Ubuntu 24 Base OS Support

  • Extended stack deployment support to run on Ubuntu 24.04 base OS

MCP Tools & Server

  • MCP server deployment support on Enterprise Inference Stack via Helm chart template (mcp-server-template)
  • OIDC authentication integration for MCP endpoints using Keycloak + APISIX (secure access to remote MCP endpoints)
  • Ingress support for streaming HTTP for MCP servers
  • New documentation/guide for MCP server deployment (containerization + Helm configuration + deployment steps)

Brownfield Deployment

  • System pre-checks for brownfield deployment in EKS
  • Validation for existing clusters/workloads to ensure safe adoption in EKS
  • ALB cost optimization by enabling ALB grouping across all Ingress resources
  • Reduced duplicated ALB provisioning by consolidating Ingress where feasible

Balloon Policy (NUMA-Aware CPU Allocation Fixes)

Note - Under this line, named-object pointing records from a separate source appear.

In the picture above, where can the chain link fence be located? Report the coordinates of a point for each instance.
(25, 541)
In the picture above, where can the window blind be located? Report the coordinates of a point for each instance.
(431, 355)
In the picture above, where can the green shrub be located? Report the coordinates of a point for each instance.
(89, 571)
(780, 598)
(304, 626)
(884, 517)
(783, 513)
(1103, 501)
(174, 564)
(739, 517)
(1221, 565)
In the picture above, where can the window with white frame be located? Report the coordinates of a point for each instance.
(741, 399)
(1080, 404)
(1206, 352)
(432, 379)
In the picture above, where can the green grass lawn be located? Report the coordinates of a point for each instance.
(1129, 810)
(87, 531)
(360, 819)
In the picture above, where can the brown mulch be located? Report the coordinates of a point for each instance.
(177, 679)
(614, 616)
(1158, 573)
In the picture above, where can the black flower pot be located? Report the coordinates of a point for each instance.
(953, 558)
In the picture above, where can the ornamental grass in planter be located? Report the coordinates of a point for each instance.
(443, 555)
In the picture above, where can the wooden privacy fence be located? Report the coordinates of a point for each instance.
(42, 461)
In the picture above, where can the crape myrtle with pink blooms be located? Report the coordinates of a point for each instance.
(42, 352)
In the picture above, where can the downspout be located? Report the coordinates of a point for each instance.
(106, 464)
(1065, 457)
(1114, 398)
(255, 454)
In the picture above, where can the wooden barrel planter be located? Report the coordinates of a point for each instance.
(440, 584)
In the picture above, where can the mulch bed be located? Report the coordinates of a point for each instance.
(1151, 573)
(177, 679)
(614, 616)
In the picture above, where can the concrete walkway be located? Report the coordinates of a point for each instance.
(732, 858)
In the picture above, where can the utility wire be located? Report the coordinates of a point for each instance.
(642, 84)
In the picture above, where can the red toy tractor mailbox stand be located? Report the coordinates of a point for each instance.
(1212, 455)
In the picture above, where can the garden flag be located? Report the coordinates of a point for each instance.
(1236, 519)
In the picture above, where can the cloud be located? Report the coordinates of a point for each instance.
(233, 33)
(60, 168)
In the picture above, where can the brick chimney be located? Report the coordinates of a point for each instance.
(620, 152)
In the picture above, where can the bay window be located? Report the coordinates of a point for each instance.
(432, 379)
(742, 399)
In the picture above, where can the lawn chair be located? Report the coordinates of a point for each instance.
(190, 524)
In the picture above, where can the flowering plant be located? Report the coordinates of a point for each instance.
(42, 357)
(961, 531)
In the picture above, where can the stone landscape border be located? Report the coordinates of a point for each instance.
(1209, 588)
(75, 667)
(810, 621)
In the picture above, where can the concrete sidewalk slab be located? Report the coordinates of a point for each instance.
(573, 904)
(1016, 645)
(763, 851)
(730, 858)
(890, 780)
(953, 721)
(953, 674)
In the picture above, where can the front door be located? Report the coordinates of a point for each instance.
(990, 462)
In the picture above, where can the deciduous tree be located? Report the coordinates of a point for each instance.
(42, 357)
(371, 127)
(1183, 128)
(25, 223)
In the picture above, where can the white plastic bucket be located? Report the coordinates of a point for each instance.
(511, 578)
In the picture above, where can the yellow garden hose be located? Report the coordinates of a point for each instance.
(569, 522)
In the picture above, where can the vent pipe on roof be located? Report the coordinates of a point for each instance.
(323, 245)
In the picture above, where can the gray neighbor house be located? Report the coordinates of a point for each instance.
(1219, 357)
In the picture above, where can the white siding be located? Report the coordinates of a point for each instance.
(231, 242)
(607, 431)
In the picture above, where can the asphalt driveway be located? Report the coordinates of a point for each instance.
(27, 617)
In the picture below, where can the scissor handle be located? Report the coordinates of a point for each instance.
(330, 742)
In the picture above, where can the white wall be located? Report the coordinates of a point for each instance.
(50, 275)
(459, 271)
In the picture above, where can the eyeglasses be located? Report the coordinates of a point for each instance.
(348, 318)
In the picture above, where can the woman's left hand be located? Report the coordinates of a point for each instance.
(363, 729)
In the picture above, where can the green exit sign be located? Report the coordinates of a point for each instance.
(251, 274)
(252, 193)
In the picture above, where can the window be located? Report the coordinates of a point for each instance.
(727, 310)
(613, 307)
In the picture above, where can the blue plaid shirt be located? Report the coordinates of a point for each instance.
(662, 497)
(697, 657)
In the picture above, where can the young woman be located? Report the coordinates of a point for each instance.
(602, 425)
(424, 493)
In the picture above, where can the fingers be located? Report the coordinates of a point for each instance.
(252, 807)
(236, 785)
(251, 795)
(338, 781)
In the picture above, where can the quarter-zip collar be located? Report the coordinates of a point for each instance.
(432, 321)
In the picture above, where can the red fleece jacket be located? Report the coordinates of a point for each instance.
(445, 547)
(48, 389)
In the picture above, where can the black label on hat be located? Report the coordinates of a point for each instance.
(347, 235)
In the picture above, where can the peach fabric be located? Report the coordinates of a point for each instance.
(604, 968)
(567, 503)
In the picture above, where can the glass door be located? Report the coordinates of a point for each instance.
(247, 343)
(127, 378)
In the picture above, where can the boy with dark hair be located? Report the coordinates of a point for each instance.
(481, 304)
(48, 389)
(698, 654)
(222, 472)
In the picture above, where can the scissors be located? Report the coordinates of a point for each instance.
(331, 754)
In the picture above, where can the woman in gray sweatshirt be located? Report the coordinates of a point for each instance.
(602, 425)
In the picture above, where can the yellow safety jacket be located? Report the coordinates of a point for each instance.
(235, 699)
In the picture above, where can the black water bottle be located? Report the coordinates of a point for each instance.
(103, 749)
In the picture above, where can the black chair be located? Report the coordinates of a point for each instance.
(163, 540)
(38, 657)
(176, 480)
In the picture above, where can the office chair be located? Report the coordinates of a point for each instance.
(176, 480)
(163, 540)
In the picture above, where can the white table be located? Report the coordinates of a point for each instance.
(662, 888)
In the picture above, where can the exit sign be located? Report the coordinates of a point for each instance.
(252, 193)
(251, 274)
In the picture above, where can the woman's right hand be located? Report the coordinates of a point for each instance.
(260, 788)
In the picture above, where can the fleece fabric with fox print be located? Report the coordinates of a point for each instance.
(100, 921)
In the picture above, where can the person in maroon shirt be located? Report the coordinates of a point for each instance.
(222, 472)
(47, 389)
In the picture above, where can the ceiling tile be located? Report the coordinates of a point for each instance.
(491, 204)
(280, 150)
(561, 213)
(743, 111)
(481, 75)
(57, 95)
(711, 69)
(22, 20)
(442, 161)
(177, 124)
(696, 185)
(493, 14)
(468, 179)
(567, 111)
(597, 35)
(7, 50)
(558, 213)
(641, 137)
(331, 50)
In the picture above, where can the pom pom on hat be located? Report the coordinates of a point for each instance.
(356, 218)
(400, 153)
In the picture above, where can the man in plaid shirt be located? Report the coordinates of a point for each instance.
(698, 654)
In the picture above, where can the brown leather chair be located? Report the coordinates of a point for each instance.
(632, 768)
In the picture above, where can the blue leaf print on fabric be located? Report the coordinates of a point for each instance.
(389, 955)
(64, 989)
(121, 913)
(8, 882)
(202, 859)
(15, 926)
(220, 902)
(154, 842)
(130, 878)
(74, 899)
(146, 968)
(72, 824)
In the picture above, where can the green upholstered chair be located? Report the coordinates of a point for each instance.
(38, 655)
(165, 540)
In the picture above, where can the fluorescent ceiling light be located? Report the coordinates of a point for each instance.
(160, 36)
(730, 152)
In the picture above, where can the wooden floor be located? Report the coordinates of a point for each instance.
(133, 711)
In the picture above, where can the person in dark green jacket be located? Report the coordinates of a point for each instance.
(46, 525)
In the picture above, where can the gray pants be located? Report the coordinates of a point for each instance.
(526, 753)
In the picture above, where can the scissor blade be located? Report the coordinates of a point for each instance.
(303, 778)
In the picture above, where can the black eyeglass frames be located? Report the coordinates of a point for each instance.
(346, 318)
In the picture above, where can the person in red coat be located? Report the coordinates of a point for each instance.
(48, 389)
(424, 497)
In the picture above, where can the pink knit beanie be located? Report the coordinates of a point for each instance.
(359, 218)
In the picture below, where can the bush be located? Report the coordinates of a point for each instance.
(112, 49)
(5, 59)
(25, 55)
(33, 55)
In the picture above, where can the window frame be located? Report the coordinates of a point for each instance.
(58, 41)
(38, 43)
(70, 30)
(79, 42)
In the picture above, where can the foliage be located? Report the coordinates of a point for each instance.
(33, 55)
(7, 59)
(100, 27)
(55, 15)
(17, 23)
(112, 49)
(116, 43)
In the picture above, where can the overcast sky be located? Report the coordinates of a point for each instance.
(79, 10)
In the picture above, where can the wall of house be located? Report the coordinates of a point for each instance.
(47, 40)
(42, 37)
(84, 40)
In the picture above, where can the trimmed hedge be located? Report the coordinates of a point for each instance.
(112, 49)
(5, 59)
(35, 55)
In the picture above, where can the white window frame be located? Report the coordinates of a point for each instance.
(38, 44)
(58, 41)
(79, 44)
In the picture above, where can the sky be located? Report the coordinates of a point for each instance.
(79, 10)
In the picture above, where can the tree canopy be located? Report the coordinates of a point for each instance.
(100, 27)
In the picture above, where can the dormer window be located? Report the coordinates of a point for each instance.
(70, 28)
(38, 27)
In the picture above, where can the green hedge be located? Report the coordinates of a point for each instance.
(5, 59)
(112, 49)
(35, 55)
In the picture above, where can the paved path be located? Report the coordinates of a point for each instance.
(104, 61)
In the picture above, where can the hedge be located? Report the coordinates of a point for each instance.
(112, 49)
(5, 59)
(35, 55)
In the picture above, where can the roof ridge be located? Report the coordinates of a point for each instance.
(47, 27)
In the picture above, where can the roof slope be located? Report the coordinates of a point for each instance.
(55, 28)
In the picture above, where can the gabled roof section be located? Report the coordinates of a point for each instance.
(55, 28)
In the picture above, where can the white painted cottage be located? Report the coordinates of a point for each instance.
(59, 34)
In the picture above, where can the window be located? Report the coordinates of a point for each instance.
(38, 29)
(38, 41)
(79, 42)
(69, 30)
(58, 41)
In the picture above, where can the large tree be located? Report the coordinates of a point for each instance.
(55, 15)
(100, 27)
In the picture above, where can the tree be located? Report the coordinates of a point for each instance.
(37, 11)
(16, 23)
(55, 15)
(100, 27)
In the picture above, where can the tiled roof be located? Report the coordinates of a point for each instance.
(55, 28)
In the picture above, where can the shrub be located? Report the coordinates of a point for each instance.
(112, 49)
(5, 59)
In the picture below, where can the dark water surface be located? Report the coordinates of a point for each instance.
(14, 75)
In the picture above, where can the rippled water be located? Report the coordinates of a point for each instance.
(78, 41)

  • Fixed CPU imbalanced allocation issue among NUMA node
  • vLLM pods use exclusive allocation of CPU cores
  • Other services (e.g., Keycloak) use reserved allocation of CPU cores
  • vLLM requested CPUs must use all remaining CPUs excluding reserved CPUs, ensuring balanced CPU allocation across NUMA nodes (per expected topology/diagram)

Node Label Strategy Update

  • Updated node label strategy to use boolean labels for clearer scheduling/selection semantics

Docker-Based Single Node Deployment

  • Enabled docker based single node vLLM deployment for local inferencing support.

Getting Started

Please refer below documentation for getting started guide
See the Quick Start Guide and Cluster Setup for details.


Post-Deployment

  • Access deployed models via API endpoints (OpenAI compatible).
  • Use built-in observability dashboards for monitoring and troubleshooting.

Supported Models


License

  • Licensed under the Apache License 2.0.

Thank you for using Intel® AI for Enterprise Inference!